IMAGE: Urbo won the rights to run stationless bicycle share in Dublin City.

Stationless bicycle share in Dublin City is expected to launch in June, Dublin City Council has said.

UPDATE: The council said on Monday morning that it expects to make an announcement on Wednesday morning on the details of the two stationless providers who have won a licence. It is still unclear if the council will let other operators use the city’s streets at a later stage.

Recent headlines that the stationless schemes could be “scuppered by locking requirements” is viewed as highly unlikely as most of the potential operators signed up for a licence with the full knowledge and acceptance of the requirement that the bicycles are to only be locked to official bicycle racks.

The requirement is designed to stop bicycles from being abandoned or where bicycles would be locked where footpaths would be blocked, as has happened in other cities.

The complaint against the rule on locking bicycles was made by Ofo, a Beijing-based bicycle sharing giant. But Dublin-based companies Urbo and Bleeper Bike have both said that they agree with with the council trying to avoid parking issues.

The council is busy installing new bicycle racks around the city to allow for increased demand and the fees charged to operators is expected to fund extra bicycle racks. Although so-far the locations for new bicycles mainly seem to be outside the high-demand area in the core of Dublin city centre.

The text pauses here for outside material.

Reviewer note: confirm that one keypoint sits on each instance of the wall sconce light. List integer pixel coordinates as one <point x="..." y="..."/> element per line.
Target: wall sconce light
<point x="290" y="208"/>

“Dublin City Council received 5 applications for an Operator’s licence under the Dublin City Council Control of Stationless On-Street Bicycle Hire Bye-Laws 2017,” a spokeswomen for Dublin City Council said last week, on May 16.

She added: “The assessment process was finalised recently and two potential operators have been identified.  However no licences have issued to date. It is anticipated that licences will be issued in approximately 2 weeks.”

“The numbers of bikes permitted per operator will be determined at a later date, but is expected to increase from the initial allocation as further cycle parking facilities are rolled out throughout the City,” the council said.

I am editor of IrishCycle.com and have reported on and commented on cycling in Ireland for over a decade. My background is in journalism -- I have a BA in Journalism from DCU and HDip in Print Journalism from BCFE. I wrote about cycling for national newspapers, and then started CyclingInDublin.com for overflow stories. Later the website was re-branded to reflect a more national focus.

7 Comments

  1. They should only licence them if they sign up to use the Leap card. having 5 or 6 different companies makes no sense, they should be a common payment method that does involve signing up to each individual company

  2. @brian They are only giving licenses to 2 companies.
    The apps operate using an app, so it doesn’t really make sense to use leap card. Even if they did implement leap card in the way that dublin bikes/gocar have implemented leap card, it would still require signing up with each individual company.

  3. I’m glad this seems to be moving forward with a reasonable restriction. I’m sure we’ll manage without Ofo. Hopefully this spurs the various councils (or the RTA or whoever the hell is responsible out of the selection box of possible authorities) to come up with a map showing where official (whatever that means) bike parking is actually located around the city. This doesn’t have to show availability, which I don’t see how it could anyway, but simple knowing there is a bike rack 50m in that direction is better than having to just wander aimlessly. An app showing this could be a simple as something that just shows a static map of the city (really that could just be an image not an app) but one that uses your location and potentially alows users to flag racks that are full wouldn’t be very complicated. Flagging full racks would help whoever determine where they should consider adding more racks.

    Also hopefully this agreement on behalf of the bike companies isn’t the sort of sham we’re used to dealing with from these ‘disruptive’ companies. There needs to be a meaningful reason why their customers won’t just ignore this rule.

  4. @Eric

    I think the bylaws allow the city council to collect dockless bicycles that have not been properly locked to a bike stand and charge the operator a €50 return fee, so the operators have a financial incentive to enforce this rule.

  5. Has the city council announced which two potential operators they have selected?

  6. @e_slat announcement will be made on Wednesday morning.

  7. Just in time too. Dublin bikes have confirmed to me that they no longer regulate bikes. They claim it is self-regulating. Using a bike to a train/bus station in the evenings has become too unreliable. Look at the app to see no available spaces every evening. Do Dublin bikes have a performance requirement in their licence I wonder?